Entre los arbustos fungía como amo y señor de todo ese botín, era sólo cuestión de esperar a que llegara la noche, en que correría hasta las afueras del pueblo a alertar a mis amigos de esta operación perfecta en contra de La mil amores, la carnicería de los ricos de la comunidad. Y como ‘el que parte y reparte tiene la mejor parte’, me decidí por hartarme de las más valiosas piedras preciosas obtenidas con tan escaso sacrificio, y en eso estaba cuando, chorreando sangre por las comisuras de mi hocico, escuché una voz que soltaba un juramento:
-¡Maldición, me han robado casi todas las existencias del exhibidor!
Tragué el gran pedazo de un exquisito corte Ribeye y con mi nariz aparté la yerba para observar hacia la escena del cuantioso saqueo. Ahí estaba don Bruto el avaro lanzando todo tipo de imprecaciones. Minutos después llegó la patrulla de la policía y se bajaron dos oficiales. Adentro de su establecimiento, desgañitado, gesticulaba el tacaño destazador como si hubieran matado a su propia madre. Uno de los oficiales apuntaba todo en una libreta. Luego de un rato partieron y alcancé a escuchar lo último que les decía el matarife:
«Deben aprehender pronto al ladrón, seguro que fue el envidioso compadre Celedonio, él está detrás de todo esto».
Para este violento charcutero, Celedonio es su enemigo por ser su única competencia en Miramontes, dueño de un establecimiento más modesto ubicado casi en la periferia del pueblo. Una súbita lástima se apoderó de mi corazón, pues Ce-le, como le decimos los perros en dos ladridos, es un buen hombre que, a pesar de no ser próspero en su comercio debido a la poca concurrencia de vecinos en ese sector, es incapaz de cometer una fechoría humana de estas dimensiones, y es apreciado por todos nosotros al convidarnos de vez en vez con un respetable puñado de huesos frescos y recortes de carne que para los humanos son de tercera categoría.

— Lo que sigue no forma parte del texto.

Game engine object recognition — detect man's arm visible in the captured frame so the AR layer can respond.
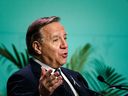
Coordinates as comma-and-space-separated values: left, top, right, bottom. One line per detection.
7, 74, 38, 96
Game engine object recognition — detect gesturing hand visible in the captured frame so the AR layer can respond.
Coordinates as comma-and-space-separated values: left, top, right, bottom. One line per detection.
39, 68, 63, 96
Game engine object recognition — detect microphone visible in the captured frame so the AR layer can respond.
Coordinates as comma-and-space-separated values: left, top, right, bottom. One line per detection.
97, 75, 128, 90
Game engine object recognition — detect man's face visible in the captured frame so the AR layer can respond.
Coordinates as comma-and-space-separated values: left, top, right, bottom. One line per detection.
40, 22, 68, 68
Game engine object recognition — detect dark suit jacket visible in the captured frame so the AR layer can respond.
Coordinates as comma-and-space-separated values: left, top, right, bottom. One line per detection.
7, 59, 98, 96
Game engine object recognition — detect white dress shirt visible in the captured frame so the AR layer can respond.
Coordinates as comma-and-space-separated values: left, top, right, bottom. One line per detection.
33, 58, 79, 96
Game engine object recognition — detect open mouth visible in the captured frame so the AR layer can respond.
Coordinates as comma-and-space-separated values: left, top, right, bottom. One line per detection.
62, 53, 68, 58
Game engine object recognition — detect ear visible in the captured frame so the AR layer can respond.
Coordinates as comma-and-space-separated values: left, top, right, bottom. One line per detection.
32, 41, 41, 54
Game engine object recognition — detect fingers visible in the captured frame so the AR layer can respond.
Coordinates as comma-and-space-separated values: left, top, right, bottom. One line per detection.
39, 68, 63, 94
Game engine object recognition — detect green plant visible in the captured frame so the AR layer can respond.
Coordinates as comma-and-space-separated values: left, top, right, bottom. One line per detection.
66, 43, 92, 71
66, 44, 128, 96
83, 59, 128, 96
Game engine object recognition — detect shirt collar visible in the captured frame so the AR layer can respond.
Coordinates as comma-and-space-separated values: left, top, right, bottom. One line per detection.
33, 58, 55, 72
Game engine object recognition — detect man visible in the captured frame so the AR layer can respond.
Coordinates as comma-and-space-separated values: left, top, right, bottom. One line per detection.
7, 16, 100, 96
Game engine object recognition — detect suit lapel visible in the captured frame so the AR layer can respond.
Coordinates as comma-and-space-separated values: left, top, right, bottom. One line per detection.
61, 68, 90, 96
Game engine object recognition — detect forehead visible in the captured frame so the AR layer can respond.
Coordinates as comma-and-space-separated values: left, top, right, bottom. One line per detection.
40, 22, 66, 35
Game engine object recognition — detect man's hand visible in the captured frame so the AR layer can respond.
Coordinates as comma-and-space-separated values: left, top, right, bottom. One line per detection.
39, 68, 63, 96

Bien podría dejar abierta su venta a expensas de mis subalternos, y con celo rabioso evitaríamos nosotros que un bípedo le vaya a sustraer los productos cárnicos.
Sabía yo, tenía totalmente la impunidad asegurada, reflexionando que sin pruebas poco podrían hacer los del resguardo contra el justo de Ce-le; además, que un crimen perfecto también descarta posibles sospechosos cuando la investigación es eficiente y el caso no arroja pistas. Este pensamiento me volvió el alma al cuerpo y activó estas hambres atrasadas. Mordisqueé con desgana un jugoso Porterhouse y en estas me encontró la noche, nuestra cómplice a fin de colocar todo ese haber de joyas en los estómagos nuestros.
Hacía un rato el Bruto había partido rumbo a su casa malhumorado como el que más. Aguardé cierto tiempo y pronto arranqué raudo henchido de gozo a relatar a mis camaradas las peripecias del día y del festín que nos aguardaba. El baldío de Las luciérnagas es donde solemos pasar el tiempo los perros pobres de Miramontes.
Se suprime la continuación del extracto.